Her tears started to flow again, "I know, and it's my fault."
"It isn't, we both caused it. We both have to deal with the fallout."
Sarah seemed to retreat into thought about that for a moment. It took a bit for her to come back and look at me again. "Can I ask you a question?
I know it doesn't matter anymore, but I really want to know."
"Sure, go ahead."
"Did you ever cheat on me? You know, on one of your golf trips... or anytime, I guess."
I knew the truth would hurt her, but she was going to get it anyway.
"No."
More tears. "I did."
"I know." Her eyes, which had been wandering around the shop, snapped back to mine.
"You knew?"
"I came home from one of my trips early, I caught you in bed with Adam what's his name."
"Cole."
"Yeah, Adam Cole."
Disbelief was painted on her face, "Why didn't you say anything, or try and stop us?"
I thought about it for a moment, even though the answer was clear, "Because I felt I deserved it. You and I had grown distant, and I felt it was my fault."
Sarah seemed mortified that I had caught her, but once I told the story of why I had come home early, the drugging, the robbery, she seemed to calm. Maybe she thought that made us even or something.
She then began to open up, to tell me how she and Adam started dating after I left. I knew where this story led, but let her tell it anyway.
Sarah was starting to worry more about the money she had left, but Adam was enjoying spending it. It was something she probably should take more responsibility for, but I didn't feel it was my place to say.

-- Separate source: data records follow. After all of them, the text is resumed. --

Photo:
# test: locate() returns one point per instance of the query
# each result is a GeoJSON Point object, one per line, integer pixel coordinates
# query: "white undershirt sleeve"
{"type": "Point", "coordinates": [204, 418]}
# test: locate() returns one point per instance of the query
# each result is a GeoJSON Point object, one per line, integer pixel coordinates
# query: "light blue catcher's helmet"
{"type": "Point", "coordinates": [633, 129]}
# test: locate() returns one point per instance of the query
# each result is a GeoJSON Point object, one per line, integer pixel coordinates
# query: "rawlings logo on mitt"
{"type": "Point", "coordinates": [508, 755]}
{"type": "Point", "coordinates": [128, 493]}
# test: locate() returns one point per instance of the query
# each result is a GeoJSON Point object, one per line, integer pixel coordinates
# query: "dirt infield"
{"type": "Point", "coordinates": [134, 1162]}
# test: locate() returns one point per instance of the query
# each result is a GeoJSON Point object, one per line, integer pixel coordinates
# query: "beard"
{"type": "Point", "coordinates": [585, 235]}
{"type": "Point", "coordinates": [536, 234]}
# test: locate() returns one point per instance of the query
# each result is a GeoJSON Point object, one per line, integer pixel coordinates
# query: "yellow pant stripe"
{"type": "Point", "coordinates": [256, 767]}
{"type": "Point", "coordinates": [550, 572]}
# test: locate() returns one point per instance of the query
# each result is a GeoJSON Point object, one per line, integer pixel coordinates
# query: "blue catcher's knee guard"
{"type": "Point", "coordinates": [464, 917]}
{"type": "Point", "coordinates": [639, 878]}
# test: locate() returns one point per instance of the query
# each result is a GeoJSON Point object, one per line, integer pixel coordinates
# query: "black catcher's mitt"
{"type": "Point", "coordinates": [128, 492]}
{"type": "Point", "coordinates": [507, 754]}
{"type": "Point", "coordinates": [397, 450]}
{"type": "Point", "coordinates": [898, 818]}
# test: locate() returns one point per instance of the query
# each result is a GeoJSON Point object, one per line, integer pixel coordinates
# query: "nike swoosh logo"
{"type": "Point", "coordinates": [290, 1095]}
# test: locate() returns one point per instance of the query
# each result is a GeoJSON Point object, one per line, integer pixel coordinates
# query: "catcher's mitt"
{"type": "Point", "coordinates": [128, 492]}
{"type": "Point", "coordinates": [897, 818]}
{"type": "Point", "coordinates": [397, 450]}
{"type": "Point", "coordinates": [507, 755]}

The money was eventually gone, but the spending continued for a bit more until all the credit was used up and Sarah had to declare bankruptcy. Adam was gone by the time she made the first call to the lawyers.
The rest of the story was the same as mine. When the dust settled, she was penniless and had a very long-term payment plan for her debt. She had nowhere to go but back to her parents.
My situation had vastly improved since I was in that same position. Moving in with Liz, whose house had been paid for by her ex's wealthy parents, had allowed me to double, and sometimes triple my monthly payments. My debt no longer loomed over me.
These were details I didn't share with Sarah. She would have to take her own journey. It didn't stop my heart from breaking a bit for someone I once cared so much for.
We said our goodbyes, with no hugs, and no promises to keep in touch, which I was thankful for.
Once home, I sat with Liz on the couch and relayed the entire conversation. She didn't say it, but I think Liz felt bad for Sarah. She had been there for the tail-end of my recovery and knew it wasn't a fun time. There were no questions about continued feelings for Sarah. I'm sure Liz understood that there was no longer anything there.
*****
A week later, I stood next to the hospital bed Liz was laying in, holding my son Jake. As I looked down at the ruddy-cheeked little bundle, a tuft of dark hair sticking out from the top, the words Eric had said to me came back to me: I really am the luckiest man.